For more than eight decades now, the significance of December 7 has been associated with the attack on Pearl Harbor.  And this year we can add to its import the beginning of Hannukah, the subtext of which falls heavily today on the hearts and minds of many of us both home and abroad.

Yet for those of us who have spent our lives laying claim as home to a place called the West, and especially, perhaps, those of us who have made that claim writing stories we’ve found or experienced in our own messy lives, December 7 marks a loss we all still feel: the death in 2020 of the author and teacher, William Kittredge, and the matchless voice with which he shared his tales.

He wrote stories, essays, memoirs, and a fine novel that appeared when he was well past sixty.  He and his longtime partner, Annick Smith, also edited The Last Best Place: A Montana Anthology, which brought together voices from the region’s long and complex history, while bringing attention to a wealth of new writers, many of whom began their careers under the tutelage of Kittredge himself as director of the University of Montana creative-writing program in Missoula.

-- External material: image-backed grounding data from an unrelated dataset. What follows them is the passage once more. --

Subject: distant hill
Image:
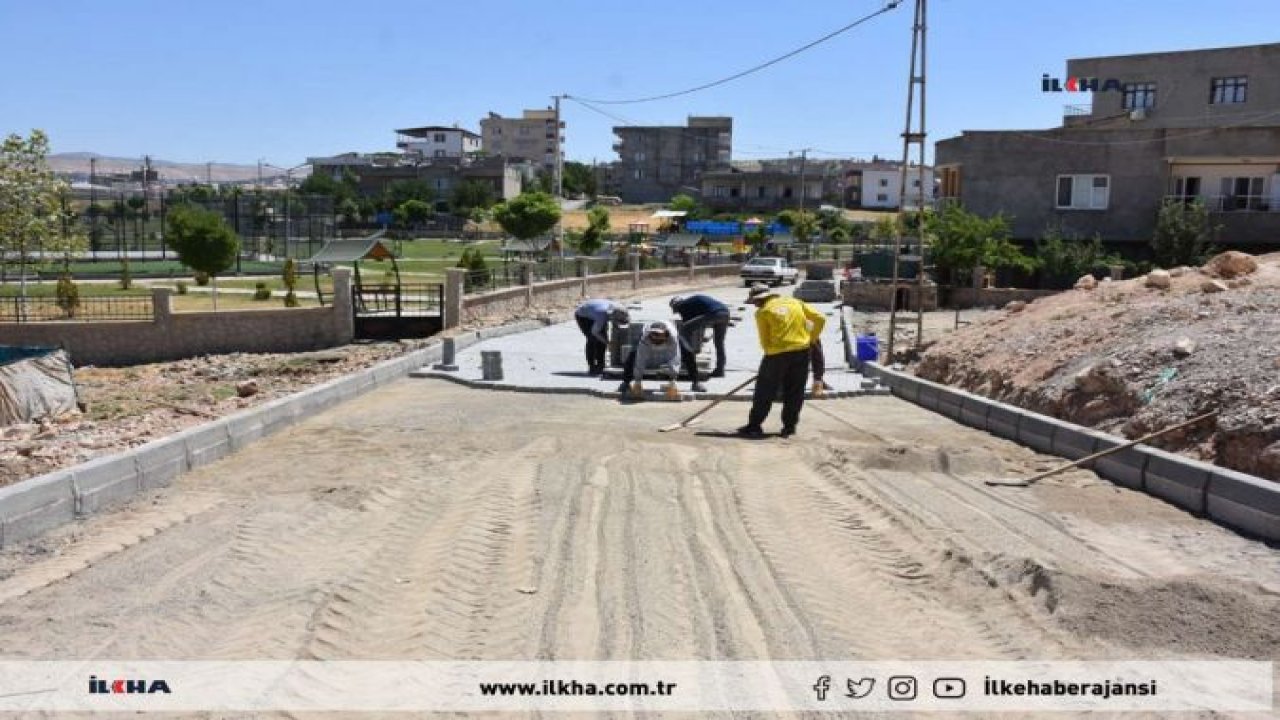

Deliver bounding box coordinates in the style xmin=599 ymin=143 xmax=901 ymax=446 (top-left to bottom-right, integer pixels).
xmin=48 ymin=153 xmax=298 ymax=183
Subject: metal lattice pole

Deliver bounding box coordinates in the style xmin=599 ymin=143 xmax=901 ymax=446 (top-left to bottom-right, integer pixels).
xmin=885 ymin=0 xmax=927 ymax=363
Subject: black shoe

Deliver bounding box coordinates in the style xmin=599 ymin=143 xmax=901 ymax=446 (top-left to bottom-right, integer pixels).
xmin=617 ymin=382 xmax=631 ymax=394
xmin=690 ymin=382 xmax=707 ymax=393
xmin=780 ymin=426 xmax=796 ymax=438
xmin=736 ymin=425 xmax=765 ymax=439
xmin=710 ymin=368 xmax=725 ymax=378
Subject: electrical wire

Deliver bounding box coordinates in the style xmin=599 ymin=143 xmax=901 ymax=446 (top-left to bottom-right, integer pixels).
xmin=568 ymin=1 xmax=902 ymax=105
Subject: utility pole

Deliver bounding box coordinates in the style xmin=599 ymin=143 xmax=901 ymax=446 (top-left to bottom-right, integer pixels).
xmin=206 ymin=161 xmax=212 ymax=185
xmin=797 ymin=148 xmax=811 ymax=212
xmin=89 ymin=157 xmax=98 ymax=253
xmin=886 ymin=0 xmax=928 ymax=364
xmin=552 ymin=94 xmax=566 ymax=257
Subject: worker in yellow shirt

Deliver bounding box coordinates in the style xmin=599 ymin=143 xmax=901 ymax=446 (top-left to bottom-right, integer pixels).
xmin=738 ymin=283 xmax=826 ymax=439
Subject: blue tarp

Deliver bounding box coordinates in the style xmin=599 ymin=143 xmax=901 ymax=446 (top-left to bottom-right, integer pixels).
xmin=685 ymin=221 xmax=789 ymax=236
xmin=0 ymin=346 xmax=57 ymax=368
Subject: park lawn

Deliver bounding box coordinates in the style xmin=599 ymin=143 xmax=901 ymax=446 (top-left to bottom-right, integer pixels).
xmin=169 ymin=291 xmax=322 ymax=312
xmin=0 ymin=281 xmax=149 ymax=298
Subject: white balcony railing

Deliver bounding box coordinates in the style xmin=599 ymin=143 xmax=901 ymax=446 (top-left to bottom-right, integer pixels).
xmin=1164 ymin=195 xmax=1279 ymax=213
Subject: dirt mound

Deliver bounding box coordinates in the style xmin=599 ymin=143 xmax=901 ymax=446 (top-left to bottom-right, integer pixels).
xmin=914 ymin=252 xmax=1280 ymax=481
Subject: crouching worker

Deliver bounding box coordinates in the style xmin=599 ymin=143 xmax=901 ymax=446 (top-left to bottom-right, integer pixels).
xmin=574 ymin=299 xmax=629 ymax=375
xmin=616 ymin=320 xmax=707 ymax=396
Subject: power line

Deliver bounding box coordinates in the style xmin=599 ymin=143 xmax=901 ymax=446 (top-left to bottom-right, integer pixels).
xmin=568 ymin=1 xmax=902 ymax=105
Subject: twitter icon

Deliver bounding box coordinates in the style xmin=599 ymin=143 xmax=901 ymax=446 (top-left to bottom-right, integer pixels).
xmin=846 ymin=677 xmax=875 ymax=699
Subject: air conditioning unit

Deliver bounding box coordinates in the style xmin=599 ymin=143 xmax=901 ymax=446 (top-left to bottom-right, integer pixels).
xmin=1129 ymin=108 xmax=1148 ymax=121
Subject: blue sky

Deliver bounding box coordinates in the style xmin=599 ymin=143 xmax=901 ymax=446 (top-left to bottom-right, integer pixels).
xmin=2 ymin=0 xmax=1277 ymax=168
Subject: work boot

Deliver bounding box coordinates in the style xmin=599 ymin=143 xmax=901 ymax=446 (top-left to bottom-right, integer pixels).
xmin=736 ymin=425 xmax=765 ymax=439
xmin=710 ymin=368 xmax=725 ymax=378
xmin=780 ymin=426 xmax=797 ymax=438
xmin=690 ymin=382 xmax=707 ymax=393
xmin=616 ymin=381 xmax=631 ymax=394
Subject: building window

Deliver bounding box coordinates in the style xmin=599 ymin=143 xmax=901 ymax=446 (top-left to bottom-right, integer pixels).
xmin=1210 ymin=76 xmax=1248 ymax=104
xmin=634 ymin=168 xmax=644 ymax=180
xmin=635 ymin=151 xmax=646 ymax=162
xmin=878 ymin=178 xmax=889 ymax=187
xmin=1056 ymin=174 xmax=1110 ymax=210
xmin=433 ymin=133 xmax=446 ymax=142
xmin=756 ymin=186 xmax=767 ymax=198
xmin=433 ymin=149 xmax=446 ymax=157
xmin=782 ymin=186 xmax=793 ymax=199
xmin=1219 ymin=176 xmax=1265 ymax=210
xmin=712 ymin=186 xmax=729 ymax=198
xmin=1122 ymin=82 xmax=1156 ymax=110
xmin=876 ymin=193 xmax=889 ymax=203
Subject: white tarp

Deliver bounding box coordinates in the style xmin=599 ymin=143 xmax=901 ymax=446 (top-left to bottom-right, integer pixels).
xmin=0 ymin=348 xmax=78 ymax=425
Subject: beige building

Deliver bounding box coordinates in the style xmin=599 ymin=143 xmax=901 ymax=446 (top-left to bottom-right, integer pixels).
xmin=480 ymin=108 xmax=563 ymax=175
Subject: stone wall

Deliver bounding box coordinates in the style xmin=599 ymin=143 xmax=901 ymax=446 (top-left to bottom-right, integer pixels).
xmin=2 ymin=270 xmax=355 ymax=367
xmin=458 ymin=265 xmax=740 ymax=326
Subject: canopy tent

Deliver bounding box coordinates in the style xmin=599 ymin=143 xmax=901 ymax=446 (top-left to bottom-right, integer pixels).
xmin=306 ymin=231 xmax=400 ymax=305
xmin=649 ymin=210 xmax=688 ymax=219
xmin=656 ymin=233 xmax=709 ymax=250
xmin=500 ymin=237 xmax=555 ymax=256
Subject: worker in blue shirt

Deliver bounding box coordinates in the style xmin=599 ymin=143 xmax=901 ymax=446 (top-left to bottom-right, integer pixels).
xmin=669 ymin=294 xmax=731 ymax=378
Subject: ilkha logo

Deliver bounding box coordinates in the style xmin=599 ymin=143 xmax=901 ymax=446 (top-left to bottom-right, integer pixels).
xmin=88 ymin=676 xmax=172 ymax=695
xmin=1042 ymin=74 xmax=1125 ymax=93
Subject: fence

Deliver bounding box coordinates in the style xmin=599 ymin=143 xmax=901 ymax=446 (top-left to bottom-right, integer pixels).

But it was Kittredge’s own story— sometimes held up front and center, at other times resting, between scenes, in the wings—that captured many readers’ attention.  And imagination.  Born into the great myth of the West, where settlers could claim their freedom by possessing the land itself, Kittredge was raised to believe in the rightness of conquest, in ridding the territory of any and all obstacles to progress, in the gospel of authoritarian agronomy and economic development without regard to cost to the environment, to communities, to his own personal integrity.

And then he saw through the myth, the short-sighted beliefs, and discarded it all posthaste.

Because he also wanted to write.  Yet what he wrote about most often, and again and again, was his love of place, the wild remote country in south-central Oregon and northern Nevada, the old ways of life there, and the powerful and damaged characters who lived and worked here in the muddled and confusing, but always heartfelt, relationships that inevitably grow at or beyond the edges of civilization.

Kittredge loved this land and the people who inhabited it during his young, formative years. And part of his appeal to readers, I think, was the recognition that this land he loved, and perhaps the people who lived there, as well, had broken his heart—or at least the heart of a young romantic, a buckaroo who believed in the righteousness of an old way of life.